Her face pales. “So you’re saying you want to tell him like…everything?”

“Yes.”

“Why, Sam? Why the sudden need to be forthcoming about stuff that is none of his business?”

“Because he’s my best friend and your brother, Maggie. He cares about both of us, and this fantasy world you’re living in where you think he’ll hate Sterling for dumping you is just that…a fantasy.” I splay my hands out on the table, my heart thudding hard in my chest. “Your fairy tale can’t happen like this anyway. It’s tainted now.”

“You don’t know that,” Maggie sputters, her eyes wide and defiant as her face flushes with anger. “And besides, I’m not taking relationship advice from you. You’re a thirty-one-year-old who’s never been in love, let alone had a monogamous relationship. Just because your heart isn’t open to love doesn’t mean you have to ruin my chance at it.”

Her words punch me right in the gut because I don’t know for sure that my heart isn’t open to love. There’s a lot I don’t know about myself anymore because this spark plug of a woman barreled into my life and electrified everything I thought I knew. But right now, the most important thing on my mind is a clear conscience.
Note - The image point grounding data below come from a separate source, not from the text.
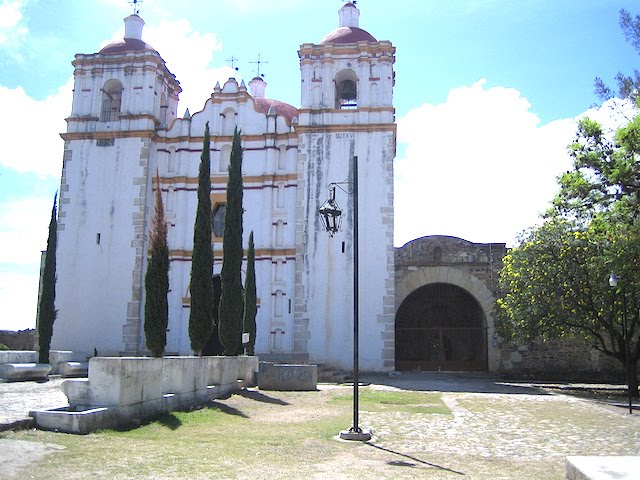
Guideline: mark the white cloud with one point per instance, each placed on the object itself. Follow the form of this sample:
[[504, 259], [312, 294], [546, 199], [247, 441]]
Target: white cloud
[[19, 297], [33, 128], [12, 26], [23, 235], [479, 166]]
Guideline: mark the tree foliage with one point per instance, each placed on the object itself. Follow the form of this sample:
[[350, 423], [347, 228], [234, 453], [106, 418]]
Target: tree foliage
[[250, 299], [46, 308], [201, 314], [156, 281], [231, 300], [555, 281], [628, 85]]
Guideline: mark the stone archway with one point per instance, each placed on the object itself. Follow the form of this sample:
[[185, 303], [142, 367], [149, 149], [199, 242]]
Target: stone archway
[[444, 321], [440, 326]]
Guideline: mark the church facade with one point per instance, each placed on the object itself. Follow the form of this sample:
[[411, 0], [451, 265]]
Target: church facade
[[124, 129]]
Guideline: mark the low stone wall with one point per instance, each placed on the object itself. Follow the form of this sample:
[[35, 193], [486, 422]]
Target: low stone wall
[[125, 390], [566, 359], [18, 340], [274, 376]]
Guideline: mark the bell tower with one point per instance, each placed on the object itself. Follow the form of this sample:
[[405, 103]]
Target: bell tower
[[346, 111], [123, 95]]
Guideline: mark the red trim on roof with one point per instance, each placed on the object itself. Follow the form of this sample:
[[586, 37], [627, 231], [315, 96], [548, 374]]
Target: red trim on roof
[[282, 109], [127, 45], [348, 35]]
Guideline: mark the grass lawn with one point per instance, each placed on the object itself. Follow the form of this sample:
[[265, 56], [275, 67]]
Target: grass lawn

“My decision to talk to your brother is final.” I sit back in the booth and cross my arms over my chest.

Her lips twitch, anger bubbling up through her whole body all the way down to her clenched fists on the table. “So this is great. Now my entire family will know that I’m a desperate,basicloser who went to the most ridiculous extremes to win back a guy who doesn’t love me. Thanks for all your help, Sam!”

She moves to stand, and I reach out to grab her wrist, halting her in her tracks. She spins around, hitting me hard with her blue eyes full of pain and embarrassment. But above all…betrayal. She feels betrayed by me, and hell, maybe I deserve it.

“I’m sorry, Maggie,” I croak because it’s the only thing I can think of to say.

She huffs out a laugh, biting the inside of her cheek as she nods over and over. “It’s fine, Sam. It’s fine. Tell Miles everything, see if I care.” Inhaling deeply, she leans down to add, “But do you know what the worst part of all this is?”

I look up at her silently, waiting on bated breath for her to tell me.

“That a sick, delusional part of me thought you were bringing me out here today to tell me you had feelings for me.”

In a huff, she yanks her wrist out of my hand and storms out of Marv’s, leaving me completely tangled up like fishline in a tree.

Wishin’ I’d Gone Fishin’

When I was a kid, I was famous for epic tantrums. I remember everyone in my family always feeling so much bigger than me and smarter than me and stronger than me that if I didn’t roll around on the floor and make a gigantic scene, they wouldn’t even notice me.